If you thought you were having a stroke, what would you do?

  1. Call your doctor.
  2. Call your spouse or a friend to come get you.
  3. Lie down.
  4. Call for emergency medical assistance.

The correct answer: d. You have the greatest chances of surviving stroke and suffering the least amount of disability when you get immediate medical care. That’s because doctors need to begin some treatments within three hours of the time you suffered the stroke.

The warning signs

To act promptly, you’ve got to know the following signs of stroke:

  1. sudden numbness or weakness of the face, arm or leg, especially on one side of the body
  2. sudden confusion, trouble speaking or understanding
  3. sudden trouble seeing in one or both eyes
  4. sudden trouble seeing in one or both eyes
  5. sudden, severe headache with no known cause

Mini-stroke, major warning

Sometimes the symptoms may last only a few minutes. You may be experiencing a mini-stroke, or transient ischemic attack (TIA), which produces similar symptoms. But don’t take these signs any less lightly: A mini-stroke can be a predictor of severe stroke and needs to be treated immediately.

The need for speed

Each year, about 700,000 Americans have strokes. More than 150,000 of them die. That makes stroke the third leading cause of death in the United States.

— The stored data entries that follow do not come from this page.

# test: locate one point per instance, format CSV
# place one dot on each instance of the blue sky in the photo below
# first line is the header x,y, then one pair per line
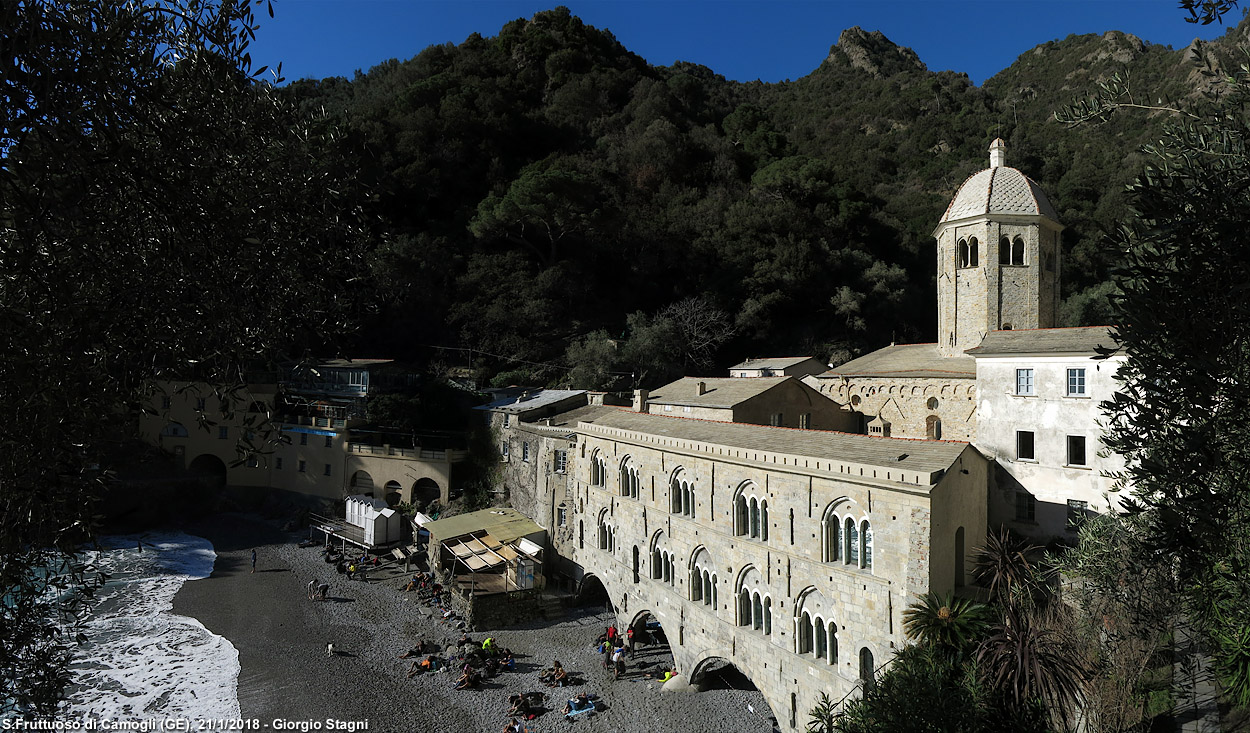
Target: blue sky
x,y
740,39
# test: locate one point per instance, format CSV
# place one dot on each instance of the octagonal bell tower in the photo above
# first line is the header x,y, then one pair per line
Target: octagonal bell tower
x,y
998,257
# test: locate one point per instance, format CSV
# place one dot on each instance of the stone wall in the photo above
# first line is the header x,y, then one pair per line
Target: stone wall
x,y
905,403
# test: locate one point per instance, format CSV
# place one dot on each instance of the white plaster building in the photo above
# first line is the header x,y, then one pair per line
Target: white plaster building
x,y
1038,418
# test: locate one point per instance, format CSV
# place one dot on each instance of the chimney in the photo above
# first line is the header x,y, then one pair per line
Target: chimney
x,y
998,153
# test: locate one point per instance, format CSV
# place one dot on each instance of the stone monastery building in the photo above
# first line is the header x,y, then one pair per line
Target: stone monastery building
x,y
784,517
785,530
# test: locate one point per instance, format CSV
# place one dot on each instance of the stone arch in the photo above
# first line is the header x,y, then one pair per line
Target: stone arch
x,y
174,429
209,469
703,578
714,669
361,482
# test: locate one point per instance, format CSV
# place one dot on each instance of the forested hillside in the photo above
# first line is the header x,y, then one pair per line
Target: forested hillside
x,y
575,215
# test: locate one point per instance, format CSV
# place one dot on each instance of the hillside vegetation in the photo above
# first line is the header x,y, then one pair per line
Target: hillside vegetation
x,y
575,215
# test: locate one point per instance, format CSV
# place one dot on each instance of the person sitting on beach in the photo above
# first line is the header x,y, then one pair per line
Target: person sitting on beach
x,y
559,677
520,704
414,652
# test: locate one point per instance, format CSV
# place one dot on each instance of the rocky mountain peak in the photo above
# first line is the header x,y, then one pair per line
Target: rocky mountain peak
x,y
875,54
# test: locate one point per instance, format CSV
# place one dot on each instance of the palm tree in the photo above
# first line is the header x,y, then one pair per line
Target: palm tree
x,y
1008,567
1031,658
948,623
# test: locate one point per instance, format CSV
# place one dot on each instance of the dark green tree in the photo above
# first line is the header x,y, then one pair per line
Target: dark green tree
x,y
163,215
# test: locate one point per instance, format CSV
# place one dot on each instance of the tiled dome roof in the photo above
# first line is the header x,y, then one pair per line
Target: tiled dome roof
x,y
999,190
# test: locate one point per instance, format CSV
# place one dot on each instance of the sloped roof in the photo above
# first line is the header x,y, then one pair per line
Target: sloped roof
x,y
530,400
999,190
1046,340
914,360
771,363
503,523
920,455
721,392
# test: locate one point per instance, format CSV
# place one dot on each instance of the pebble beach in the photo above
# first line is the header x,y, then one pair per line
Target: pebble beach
x,y
286,673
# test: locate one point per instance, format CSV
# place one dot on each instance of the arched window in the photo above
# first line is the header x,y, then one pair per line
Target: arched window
x,y
959,558
831,529
821,638
866,668
805,634
740,515
865,545
850,551
681,494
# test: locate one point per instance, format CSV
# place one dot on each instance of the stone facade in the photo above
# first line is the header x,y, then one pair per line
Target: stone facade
x,y
1043,433
648,553
920,408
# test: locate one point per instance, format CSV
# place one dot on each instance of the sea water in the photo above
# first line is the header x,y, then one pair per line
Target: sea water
x,y
141,661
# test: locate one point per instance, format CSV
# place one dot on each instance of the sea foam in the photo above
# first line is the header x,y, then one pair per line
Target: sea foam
x,y
141,661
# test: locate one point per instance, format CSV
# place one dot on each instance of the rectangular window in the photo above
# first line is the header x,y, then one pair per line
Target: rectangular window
x,y
1024,380
1026,507
1076,450
1024,445
1076,513
1076,383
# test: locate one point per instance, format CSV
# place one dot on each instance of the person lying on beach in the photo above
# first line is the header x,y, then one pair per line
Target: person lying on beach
x,y
579,703
520,704
414,652
559,677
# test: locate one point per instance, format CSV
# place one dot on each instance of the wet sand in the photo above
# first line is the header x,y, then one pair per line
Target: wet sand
x,y
286,674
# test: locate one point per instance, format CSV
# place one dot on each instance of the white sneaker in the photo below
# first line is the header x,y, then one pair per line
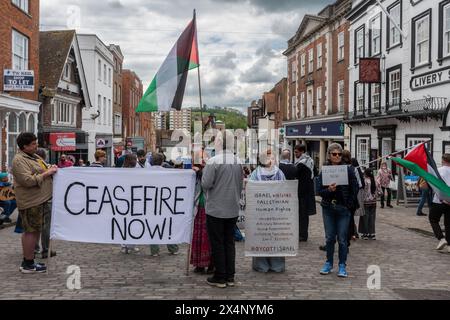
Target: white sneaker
x,y
442,244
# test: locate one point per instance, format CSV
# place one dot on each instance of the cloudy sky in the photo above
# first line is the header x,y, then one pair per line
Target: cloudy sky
x,y
240,41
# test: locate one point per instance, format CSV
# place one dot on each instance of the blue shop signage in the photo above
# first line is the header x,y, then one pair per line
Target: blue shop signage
x,y
319,129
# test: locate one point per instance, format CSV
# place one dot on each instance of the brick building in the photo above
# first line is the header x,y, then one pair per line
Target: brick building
x,y
138,128
64,95
317,88
118,141
19,43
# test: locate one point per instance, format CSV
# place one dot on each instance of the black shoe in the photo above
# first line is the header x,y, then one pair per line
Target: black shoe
x,y
33,268
199,270
421,214
212,281
45,254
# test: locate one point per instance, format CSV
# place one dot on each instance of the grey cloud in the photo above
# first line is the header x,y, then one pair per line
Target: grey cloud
x,y
226,61
283,5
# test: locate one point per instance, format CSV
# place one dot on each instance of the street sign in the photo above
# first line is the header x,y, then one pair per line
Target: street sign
x,y
18,80
63,141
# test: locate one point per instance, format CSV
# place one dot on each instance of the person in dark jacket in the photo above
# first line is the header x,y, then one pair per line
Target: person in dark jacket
x,y
337,203
306,195
286,166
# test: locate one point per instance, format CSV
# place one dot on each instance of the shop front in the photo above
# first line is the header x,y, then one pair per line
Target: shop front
x,y
317,135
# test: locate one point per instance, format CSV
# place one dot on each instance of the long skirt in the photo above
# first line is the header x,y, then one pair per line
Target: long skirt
x,y
200,251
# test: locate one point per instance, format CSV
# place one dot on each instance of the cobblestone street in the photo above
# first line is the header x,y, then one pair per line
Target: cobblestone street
x,y
404,251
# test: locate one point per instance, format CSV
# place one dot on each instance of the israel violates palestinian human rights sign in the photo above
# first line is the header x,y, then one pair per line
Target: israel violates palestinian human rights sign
x,y
123,206
271,219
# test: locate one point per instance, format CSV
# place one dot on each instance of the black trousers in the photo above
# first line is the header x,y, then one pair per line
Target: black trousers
x,y
223,251
303,225
389,196
436,212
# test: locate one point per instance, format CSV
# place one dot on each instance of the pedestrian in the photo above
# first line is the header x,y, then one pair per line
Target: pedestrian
x,y
384,179
201,250
268,171
129,162
7,205
64,162
100,159
337,203
141,159
441,207
306,195
354,165
222,182
289,170
33,187
426,195
366,225
157,160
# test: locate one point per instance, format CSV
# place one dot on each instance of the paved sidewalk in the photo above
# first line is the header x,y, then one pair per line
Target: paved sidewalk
x,y
404,251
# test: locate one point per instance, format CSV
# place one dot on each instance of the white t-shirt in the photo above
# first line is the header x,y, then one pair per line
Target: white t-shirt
x,y
445,175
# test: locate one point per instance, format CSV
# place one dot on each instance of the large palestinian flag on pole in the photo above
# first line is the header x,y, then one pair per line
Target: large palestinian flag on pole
x,y
419,161
166,91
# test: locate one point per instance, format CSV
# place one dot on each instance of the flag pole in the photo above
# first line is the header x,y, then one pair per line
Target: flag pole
x,y
391,154
199,82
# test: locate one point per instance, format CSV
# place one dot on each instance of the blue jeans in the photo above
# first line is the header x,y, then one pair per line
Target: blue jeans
x,y
425,196
9,206
336,219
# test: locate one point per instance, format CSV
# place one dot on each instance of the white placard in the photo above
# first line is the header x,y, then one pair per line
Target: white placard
x,y
271,219
123,206
335,174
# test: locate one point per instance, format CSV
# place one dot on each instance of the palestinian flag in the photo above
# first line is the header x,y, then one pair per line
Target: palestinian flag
x,y
419,161
166,91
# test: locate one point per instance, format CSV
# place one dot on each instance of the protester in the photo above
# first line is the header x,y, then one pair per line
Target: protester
x,y
426,195
45,234
306,195
33,188
289,170
367,222
337,203
141,159
268,171
441,207
353,163
222,181
100,159
201,250
129,162
157,160
64,162
384,179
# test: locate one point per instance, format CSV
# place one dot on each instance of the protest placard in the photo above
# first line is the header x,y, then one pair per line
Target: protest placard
x,y
123,206
271,225
335,174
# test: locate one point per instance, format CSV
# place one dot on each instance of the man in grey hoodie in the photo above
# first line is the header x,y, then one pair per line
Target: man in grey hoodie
x,y
222,181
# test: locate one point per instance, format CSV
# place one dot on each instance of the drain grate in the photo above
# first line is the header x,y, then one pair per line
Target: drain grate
x,y
422,232
423,294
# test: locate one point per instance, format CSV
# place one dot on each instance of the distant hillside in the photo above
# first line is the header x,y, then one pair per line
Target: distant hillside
x,y
233,119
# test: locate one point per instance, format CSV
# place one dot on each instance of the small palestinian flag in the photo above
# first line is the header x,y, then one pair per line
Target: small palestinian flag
x,y
419,161
166,91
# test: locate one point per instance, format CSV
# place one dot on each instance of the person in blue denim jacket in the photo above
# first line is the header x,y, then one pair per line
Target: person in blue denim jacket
x,y
337,203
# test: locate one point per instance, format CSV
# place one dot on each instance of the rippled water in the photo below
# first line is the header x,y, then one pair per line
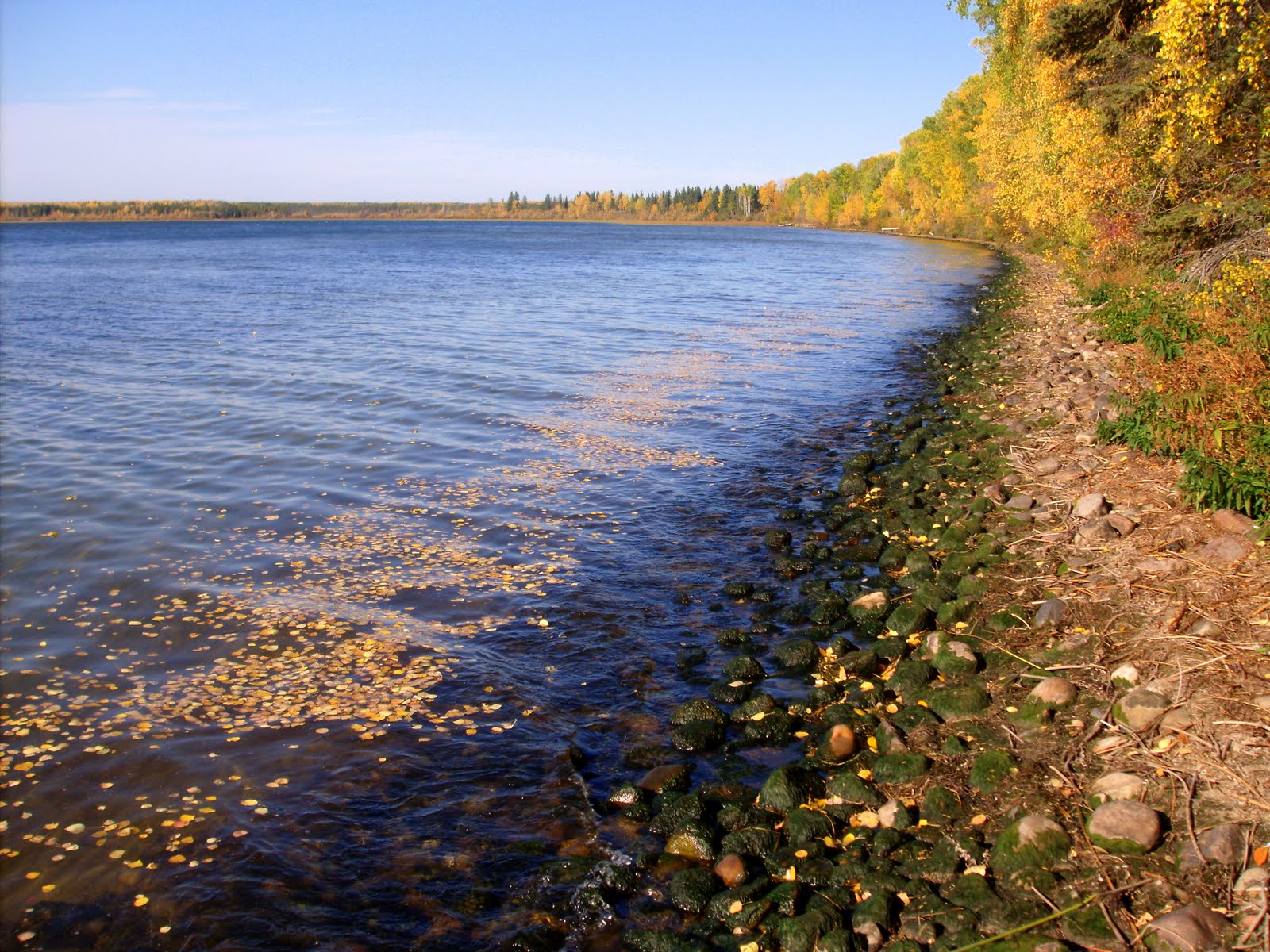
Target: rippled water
x,y
343,560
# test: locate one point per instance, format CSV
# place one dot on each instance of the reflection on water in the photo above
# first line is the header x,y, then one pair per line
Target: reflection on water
x,y
342,558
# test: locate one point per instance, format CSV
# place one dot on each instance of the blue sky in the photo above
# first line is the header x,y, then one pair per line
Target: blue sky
x,y
384,101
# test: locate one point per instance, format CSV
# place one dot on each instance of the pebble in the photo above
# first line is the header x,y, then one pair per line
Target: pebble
x,y
1232,522
1126,676
1191,928
732,869
662,777
1090,507
842,742
1049,612
1226,550
1127,827
1057,692
1098,531
1122,524
1115,786
1140,708
1176,721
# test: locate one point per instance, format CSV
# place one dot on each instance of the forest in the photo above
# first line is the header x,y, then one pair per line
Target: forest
x,y
1127,139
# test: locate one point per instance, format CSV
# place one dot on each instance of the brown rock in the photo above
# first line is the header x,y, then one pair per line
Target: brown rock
x,y
662,777
1226,550
1123,524
1231,522
732,869
842,742
1191,928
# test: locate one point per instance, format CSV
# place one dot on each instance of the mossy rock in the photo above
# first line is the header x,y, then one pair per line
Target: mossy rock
x,y
972,587
806,825
851,789
691,841
958,702
914,716
901,768
990,770
956,611
941,806
775,729
662,941
691,889
751,841
908,619
729,692
745,668
910,674
798,654
1032,841
696,710
956,659
698,735
787,787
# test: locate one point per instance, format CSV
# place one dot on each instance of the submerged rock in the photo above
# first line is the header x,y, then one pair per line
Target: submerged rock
x,y
1126,827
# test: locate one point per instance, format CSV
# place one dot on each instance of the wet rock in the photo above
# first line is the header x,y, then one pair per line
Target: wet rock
x,y
1126,827
696,710
1123,524
1049,613
745,668
1191,928
908,619
990,770
691,889
1140,708
841,742
1115,786
956,704
625,795
1126,677
1225,844
850,789
1033,841
901,768
662,941
1226,550
698,735
732,869
895,816
1053,692
996,492
1176,721
789,786
691,841
1098,531
666,780
751,841
956,659
797,654
1231,522
1090,507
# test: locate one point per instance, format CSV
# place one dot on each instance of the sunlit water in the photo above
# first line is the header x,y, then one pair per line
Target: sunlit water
x,y
343,560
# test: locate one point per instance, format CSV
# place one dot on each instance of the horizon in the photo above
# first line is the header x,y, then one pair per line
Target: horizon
x,y
309,103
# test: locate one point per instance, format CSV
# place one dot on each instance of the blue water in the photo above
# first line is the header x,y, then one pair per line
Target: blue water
x,y
342,560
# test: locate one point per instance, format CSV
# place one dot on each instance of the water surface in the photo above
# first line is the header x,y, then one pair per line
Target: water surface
x,y
343,560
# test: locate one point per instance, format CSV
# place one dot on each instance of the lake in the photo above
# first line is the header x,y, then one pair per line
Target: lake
x,y
346,562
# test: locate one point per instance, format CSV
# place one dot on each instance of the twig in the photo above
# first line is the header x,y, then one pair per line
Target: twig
x,y
1052,917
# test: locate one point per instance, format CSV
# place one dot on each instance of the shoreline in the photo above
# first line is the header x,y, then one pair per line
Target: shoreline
x,y
1057,734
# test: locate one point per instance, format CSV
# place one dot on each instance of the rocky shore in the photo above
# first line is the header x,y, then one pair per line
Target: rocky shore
x,y
1000,689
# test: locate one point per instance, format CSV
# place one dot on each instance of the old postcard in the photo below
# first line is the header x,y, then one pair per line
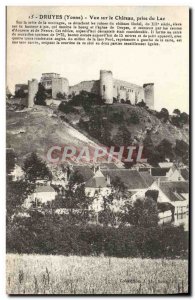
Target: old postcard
x,y
97,104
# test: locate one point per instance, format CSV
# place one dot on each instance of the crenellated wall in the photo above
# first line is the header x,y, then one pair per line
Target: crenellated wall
x,y
106,87
91,86
59,85
32,90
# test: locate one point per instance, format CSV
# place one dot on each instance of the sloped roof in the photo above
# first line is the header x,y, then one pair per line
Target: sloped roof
x,y
159,171
131,178
165,206
174,189
108,166
44,189
85,171
185,173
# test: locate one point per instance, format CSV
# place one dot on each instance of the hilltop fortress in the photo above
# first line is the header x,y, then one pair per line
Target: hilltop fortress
x,y
107,87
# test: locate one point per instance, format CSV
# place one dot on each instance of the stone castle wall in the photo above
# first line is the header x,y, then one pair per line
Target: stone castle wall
x,y
106,87
128,91
59,85
88,86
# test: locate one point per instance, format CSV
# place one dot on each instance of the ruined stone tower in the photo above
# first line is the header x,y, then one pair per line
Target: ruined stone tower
x,y
149,94
106,86
32,90
59,85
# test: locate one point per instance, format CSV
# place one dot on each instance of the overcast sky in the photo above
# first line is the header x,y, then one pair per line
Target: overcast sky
x,y
166,66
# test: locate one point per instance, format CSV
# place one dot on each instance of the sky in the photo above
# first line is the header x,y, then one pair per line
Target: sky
x,y
166,66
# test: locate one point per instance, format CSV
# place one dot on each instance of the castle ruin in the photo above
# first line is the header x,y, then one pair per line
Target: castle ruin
x,y
107,87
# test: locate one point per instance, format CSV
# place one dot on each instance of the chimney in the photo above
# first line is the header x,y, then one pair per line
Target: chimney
x,y
150,171
108,179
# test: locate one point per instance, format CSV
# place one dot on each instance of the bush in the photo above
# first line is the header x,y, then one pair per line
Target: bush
x,y
133,119
56,235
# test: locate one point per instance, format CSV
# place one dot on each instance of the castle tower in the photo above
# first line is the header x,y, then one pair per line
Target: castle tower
x,y
106,86
59,85
149,94
32,90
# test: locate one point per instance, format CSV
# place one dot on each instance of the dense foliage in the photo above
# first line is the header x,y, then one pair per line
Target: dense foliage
x,y
55,235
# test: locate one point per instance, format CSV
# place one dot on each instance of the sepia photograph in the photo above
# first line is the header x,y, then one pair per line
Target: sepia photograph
x,y
97,150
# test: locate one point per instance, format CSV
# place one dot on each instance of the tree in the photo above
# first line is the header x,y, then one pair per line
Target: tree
x,y
20,93
133,119
142,213
176,111
123,136
40,95
73,198
141,103
109,214
165,149
61,96
16,193
8,93
10,161
182,150
184,117
150,152
35,168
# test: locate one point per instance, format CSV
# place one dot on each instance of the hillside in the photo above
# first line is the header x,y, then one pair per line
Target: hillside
x,y
40,128
121,115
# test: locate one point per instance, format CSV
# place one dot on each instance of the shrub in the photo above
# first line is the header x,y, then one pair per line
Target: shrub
x,y
133,119
56,235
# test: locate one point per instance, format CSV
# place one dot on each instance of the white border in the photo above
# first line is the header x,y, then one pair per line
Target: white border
x,y
190,3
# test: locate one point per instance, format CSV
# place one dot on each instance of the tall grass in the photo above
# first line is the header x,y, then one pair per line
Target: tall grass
x,y
40,274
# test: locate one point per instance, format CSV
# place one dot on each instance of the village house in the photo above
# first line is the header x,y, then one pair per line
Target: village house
x,y
17,173
100,185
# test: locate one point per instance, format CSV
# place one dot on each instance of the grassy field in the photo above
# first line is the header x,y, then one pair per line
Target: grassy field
x,y
39,274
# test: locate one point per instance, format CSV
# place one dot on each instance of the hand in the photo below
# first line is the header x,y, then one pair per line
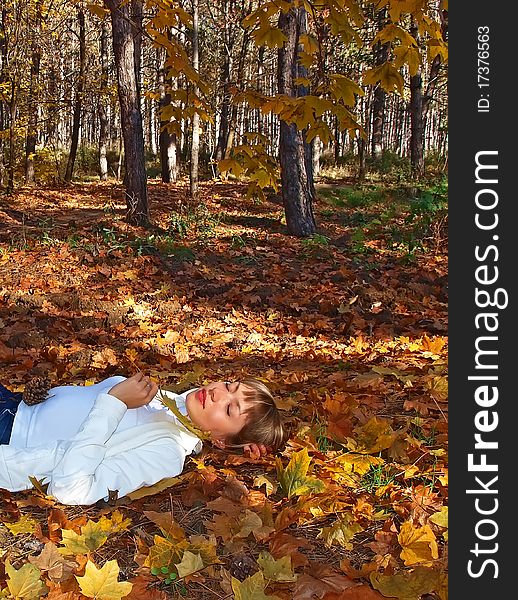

An ischemic stroke, the most common type of stroke, occurs when a blockage stops blood flow to the brain. A hemorrhagic stroke is caused by a blood vessel that bursts or leaks in the brain. When oxygen and nutrients can’t get through, brain cells begin dying within minutes. That’s why speedy action is needed. Doctors can treat ischemic strokes with clot-busting drugs that improve your chances of successful recovery. If you’ve suffered a hemorrhagic stroke, your doctor may choose surgery to prevent an aneurysm from bursting or bleeding again.

Anyone at any age can have a stroke, but you can fight stroke by being aware of your risk factors, which include:

  • age (75 percent of strokes occur in adults over 55)
  • gender (men’s stroke rate is higher than women’s, until their risks even out at age 75)
  • race (African-Americans face a greater risk than other ethnic groups)
  • a previous stroke or TIA
  • a family history of stroke or TIA
  • smoking
  • excess alcohol consumption
  • excess weight or obesity
  • diabetes
  • high blood pressure
  • undesirable cholesterol levels
  • atrial fibrillation (a type of irregular heartbeat)
  • lack of exercise

Being informed and prepared can make a critical difference in how you survive a stroke. It pays to educate your loved ones so they can make the right decisions, too.